Na última década, vemos as maiores revistas mais uma vez na busca por esse espelhamento. Marvel e DC vem trazendo abordagens que representam como a sociedade é e se comporta hoje. Contudo, no cinema tal representatividade ainda é tímida. Mesmo com timidez, já existem bons filmes que conseguem representar bem a diversidade atual da sociedade como Pantera Negra, Mulher Maravilha e a Recente Capitã Marvel. O sucesso se reflete nas bilheterias, sendo Carol Denvers a mais recente Bilionária das telonas, ultrapassando grandes filmes do estúdio.
Tal recepção mostra que a sociedade sente-se bem ao se ver representada nas telas do cinema.

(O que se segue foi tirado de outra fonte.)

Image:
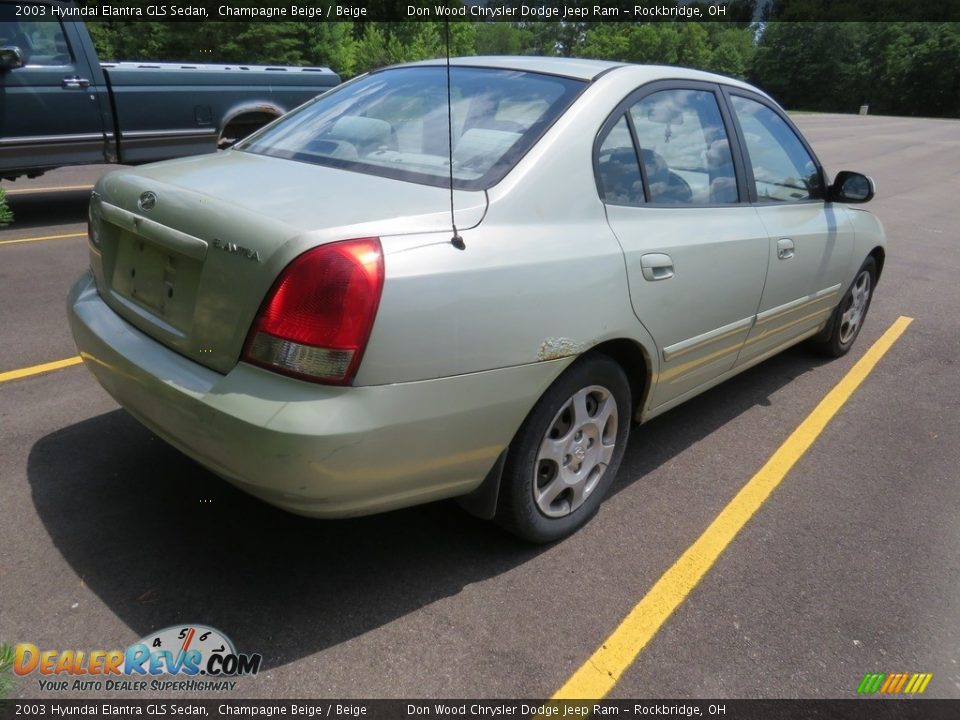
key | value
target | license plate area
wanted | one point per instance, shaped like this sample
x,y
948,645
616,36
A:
x,y
157,279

Então qual o material que os quadrinhos fornecem para o cinema? Até onde essa representatividade pode ir? Fizemos então uma lista com os vários personagens dos quadrinhos que podem ser adaptados para o cinema e que trabalham muito bem o quesito Diversidade.

Mais Mulheres SEMPRE!

Mulher Maravilha e Capitã Marvel são grandes avanços para o cinema de super heróis, contudo nas HQs a quantidade de mulheres incríveis que poderiam dar ótimas hirórias no cinema é gigantesca. Kate Bishop, Batgirl, Spider Gwen, Mulher Aranha, Jennifer Walters (She-Hulk), são exemplos de heroínas com histórias fantásticas. Sem falar nas peronagens que assumiram manto de outros heróis homens como a Coração de Ferro e A Thor (Jane Foster) mostrando que seguram o protagonismo tanto quanto os personagens originais.

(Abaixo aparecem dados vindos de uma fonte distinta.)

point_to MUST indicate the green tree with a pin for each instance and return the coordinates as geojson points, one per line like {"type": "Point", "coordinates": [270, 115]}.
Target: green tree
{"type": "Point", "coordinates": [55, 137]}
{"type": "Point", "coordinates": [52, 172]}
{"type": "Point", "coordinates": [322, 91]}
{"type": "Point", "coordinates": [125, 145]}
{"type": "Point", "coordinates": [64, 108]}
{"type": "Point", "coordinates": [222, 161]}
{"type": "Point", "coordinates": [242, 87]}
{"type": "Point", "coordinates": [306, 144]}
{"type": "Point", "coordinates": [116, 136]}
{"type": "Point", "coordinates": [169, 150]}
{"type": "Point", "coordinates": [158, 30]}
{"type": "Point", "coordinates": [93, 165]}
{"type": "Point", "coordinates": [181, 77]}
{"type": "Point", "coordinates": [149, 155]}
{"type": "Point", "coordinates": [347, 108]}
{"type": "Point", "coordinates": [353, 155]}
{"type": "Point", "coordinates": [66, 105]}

Diversidade cultural e religiosa SIM!

Kamala Khan é outra personagem feminina incrível, mas no caso da personagem sua identidade paquistanesa traz consigo um discurso muito mais cultural e contra a xenofobia. Além do tema ser bem atual, a personganagem é muito carismática e já conquistou o público dos quadrinhos. Fora ela, junto com a possível volta do quarteto fantástico surge a oportunidade de mostrar um lado do Ben Grimm (O coisa) que ainda não foi explorado nos cinemas que é o fato dele ser Judeu.

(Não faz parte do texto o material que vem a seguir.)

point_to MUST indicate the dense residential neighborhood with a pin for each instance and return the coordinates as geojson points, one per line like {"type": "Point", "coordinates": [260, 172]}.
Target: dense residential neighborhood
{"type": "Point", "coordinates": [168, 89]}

Diversidade Sexual e de Gênero

Teremos uma série da Batwoman pela frente. Um dos fatos interessantes da personagem é que ela é Lésbica, nos quadrinhos ela foi expulsa do exercito por sua orientação sexual. A série é uma chance da DC se redimir o escandalo de 2013 ter proibido os roteiristas J. H. Williams e W. Haden Blackman de casarem a personagem com sua namorada, fazendo com que os roteiristas pedissem demissão. Mas não só nas telinhas como nas telonas o potencial de representatividade sexual é enorme com personagens dos X-men (Homem-de-Gelo, Colossus, estrela polar), novos vingadores (Wicann e Hulking) e outros personagens da DC além da Batwoman (Mulher gato, Constantine e Midnighter).

O potêncial é enorme e você deve estar se perguntando, “mas pra que precisamos ‘disso’ nos cinemas?” Bem, a resposta é simples: O cinema precisa refletir a sociedade onde ela se encontra. O cinema só é arte se fizer isso. E nossa sociedade é diversa, gostando ou não. Então que venha mais diversidade.